Posting an underlying pre-tax profit of £57.7m for the year to March, the banknote printer said that it has made “good progress” on its improvement plan, which Cobbold put in place when he took over the firm at the start of last year.
But overall, the firm made less money than during the previous year because it spent £24m on that plan. Cobbold would not confirm reports that De La Rue has begun preparing to print a new Greek drachma, though he said producing a new currency would need to be done ahead of time because it takes months.
Industry specialist Nick Mockett of Moorgate Capital said: “If there were to be a new drachma, De la Rue would be well placed to produce it, but it does not have a monopoly in this market by any means.”

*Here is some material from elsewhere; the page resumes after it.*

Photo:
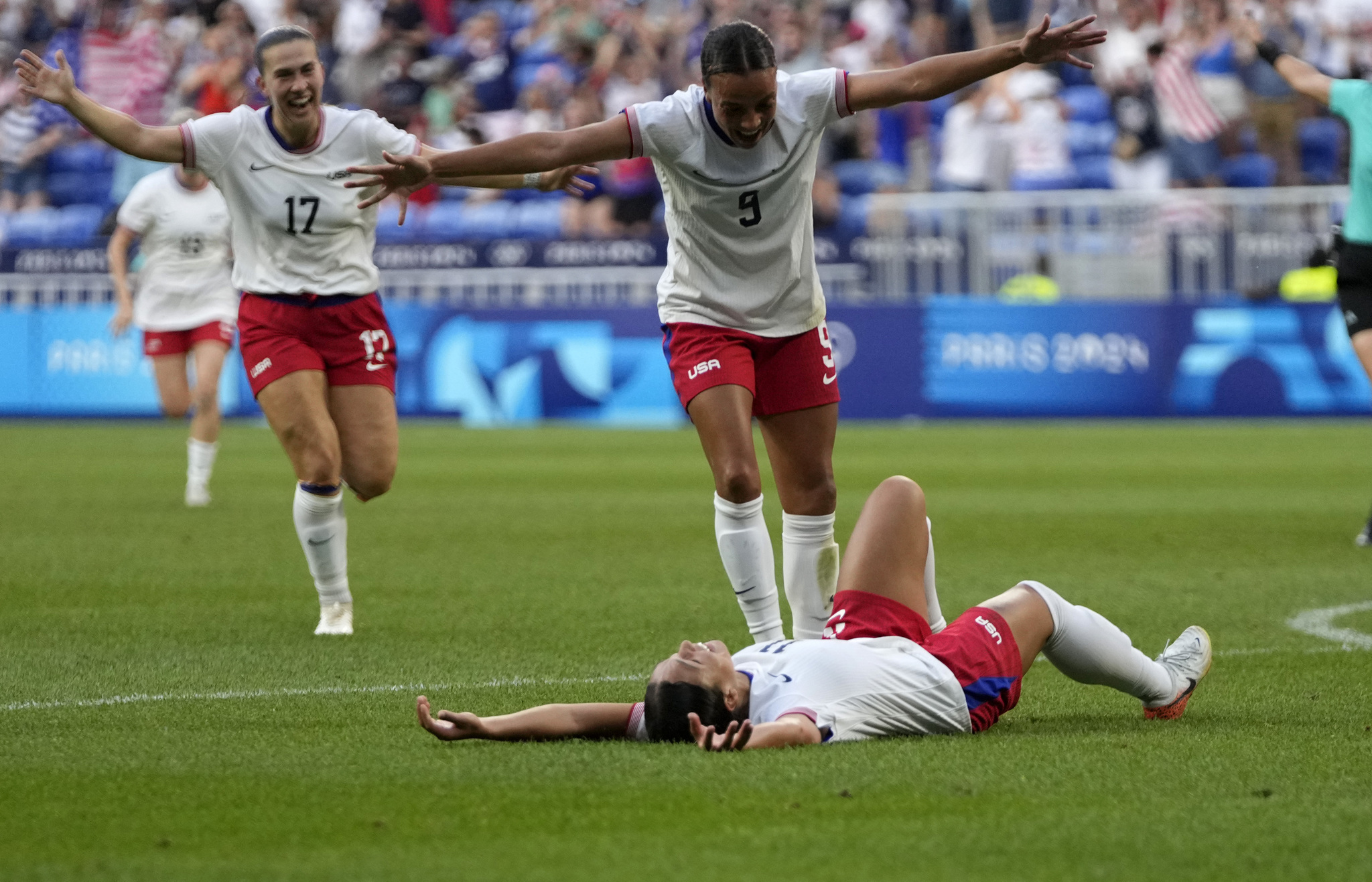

In addition to banknotes, De La Rue’s products also include IDs, cheques and stamps. Revenues from identity products, such as British passports, contributed £12m to a 14 per cent rise in revenues last year, which topped £528m. Cobbold says the firm is “on track” to reach its 2013-14 target for operating profit of £100m – versus £63m in the last year.
The firm’s share price is now also far above the 905p price at which a French rival Oberthur tried to snap it up early last year after it had a run of printing problems that saw it lose a major client, the Reserve Bank of India. Since then, De La Rue has won new clients such as South Sudan, after the region voted for independence.